LAFAYETTE — Despite falling behind rival LaFayette 7-1 on Friday night, the Lanett Panthers showed no signs of panic. They had already earned the nickname “The Comeback Kids” earlier in the week, and against their biggest rival they proved their moniker was more than fitting.
After trailing Notasulga by nine on Monday and ultimately winning, Lanett came through with the same type of drama Friday by rattling off eight unanswered runs in the final four innings of a 9-7 victory.
The come-from-behind win featured outstanding performances from catcher Rovilan Castro, who went 3-for-5 with five RBI, and pitcher Nate Johnson, who recovered from a rough start to pitch a complete game with 10 strikeouts.
“I just told them, ‘You guys are the comeback kids. You don’t quit,’” Lanett coach Hunter Ames said. “They’ve overcome so much adversity already. We had all that rain. We had guys quitting on us. I love this group of guys right here. They do not quit on me, and that’s what I absolutely love about them.
“We did what we were supposed to do. We hit well from the top to the bottom. We did what we needed to do.”
LaFayette took total control in the game’s opening innings, but the tides began to turn in the Bulldogs’ favor by the fourth.
Lanett finally cut into LaFayette’s lead when right fielder Christopher King came through with an RBI single, creating a 7-2 contest. After consecutive walks, Castro strolled to the plate and delivered a hit deep into the outfield, which allowed all three runners ahead of him to score and for senior to reach second base.
King’s hit make it clear Lanett wasn’t quitting; Castro’s hit made it clear Lanett still wanted to win.
“It felt amazing,” Castro said about the hit. “I wanted to hit something out there like that. It was something I was proud of. The team was hyped. We were all hyped. We were ready to score some more runs.”
The Panthers were not only ready to score more runs — they were able.
Two batters after Castro’s three-RBI double, first baseman Desmond Lewis drove a pitch down the left-field line that cut the Bulldogs’ lead down to one run. Lanett ended the frame still trailing 7-6, but it was clear the Panthers were in prime position to do more damage.
With Johnson now steady on the mound, they were able to make it happen by the next inning.

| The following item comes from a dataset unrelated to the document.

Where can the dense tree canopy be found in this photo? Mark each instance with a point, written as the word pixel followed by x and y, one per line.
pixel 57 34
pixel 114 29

Castro returned to the plate in the fifth inning with runners on first and third and promptly put the Panthers on top by drilling a two-RBI single to give Lanett an 8-7 lead. Following a walk, a balk and a wild pitch, Castro scored on a throwing error to push the Panthers’ advantage to two runs.
LaFayette hadn’t thrown in the towel by any means, but Castro and Johnson weren’t done delivering highlight reel-worthy moments, either.
LaFayette moved a runner to third base with two outs in the bottom of the sixth when a play quickly went from disastrous to dynamic for Lanett. Johnson threw a wild pitch that sent Castro scrambling and the Bulldogs’ runner toward home, but Castro hastily got a hold of the ball and fired it back toward the plate.
Johnson was in perfect position to grab the ball and apply the tag, which preserved Lanett’s two-run lead and left LaFayette headed back to the dugout.
“I threw an outside pitch on purpose, and it went a little too outside,” Johnson said. “He ran back there and got it, and I knew I had enough time to get the tag in and get him out. It felt pretty good.”
Two LaFayette strikeouts and one groundout later, the Panthers were headed home with a well-earned win.
Ames commended his players for their fight despite the chips being stacked against them, and their work means bragging rights over a bitter rival. The remainder of the Panthers’ season is uncertain given the coronavirus and next week’s pause in play, but no matter what’s left they can say they topped LaFayette when few thought it was possible.
“It feels pretty good,” Johnson said. “Last year they beat us, and we weren’t too happy about it. I knew I had to come back strong this year.”